In what is a positive step for MLB, there is a new way to evaluate the balls and strikes calls of major league umpires. The previous method was not employed in all ball parks and had some issues. The first issue was that it interpreted home plate as a rectangle, which misses some of the nuances of a five sided plate. For example, a curve could miss the front of the plate and cut across the back portion of it. The ump could correctly call that a strike, but would be judged wrong by the system.
Naturally, the umpires aren't too happy about the whole thing. Nobody likes to have someone looking over their shoulders as they do their jobs. That's understandable. But when the technology is there to improve the game and make it as standardized as possible, MLB has to take that opportunity. Let's face it, fans that watch the game see most of the game from behind the pitcher and to see the inconsistencies of umpires around the league drives fans nuts.

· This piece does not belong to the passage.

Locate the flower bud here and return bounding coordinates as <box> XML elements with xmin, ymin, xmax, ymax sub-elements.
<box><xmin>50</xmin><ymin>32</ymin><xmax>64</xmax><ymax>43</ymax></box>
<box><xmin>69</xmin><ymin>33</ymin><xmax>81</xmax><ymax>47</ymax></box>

The umpires have three things going against them in their angst. First, there is a perception that the umpires are arrogant and think they are as important as the game and players themselves. Second, most fans think umpires have a great job and get paid really well for what amounts to nine months of work. Finally, umpires are found all over the minor leagues and in colleges and high schools around the country. If these guys aren't happy with their jobs, then there are thousands who could take their place.
Anyone who has watched games over the last ten years knows that the strike zone has been a joke. Most pitches above the belt are considered high by major league umps. Tom Glavine and others made a career of moving the strike zone two or three inches off the outside corner. Anything that improves the calling of the zone by umpires is a great thing.
Umpires may not be happy, but they should just accept this because there is no turning back. The technology is in place and there will be oversight. From the Fan's perspective, it's about time.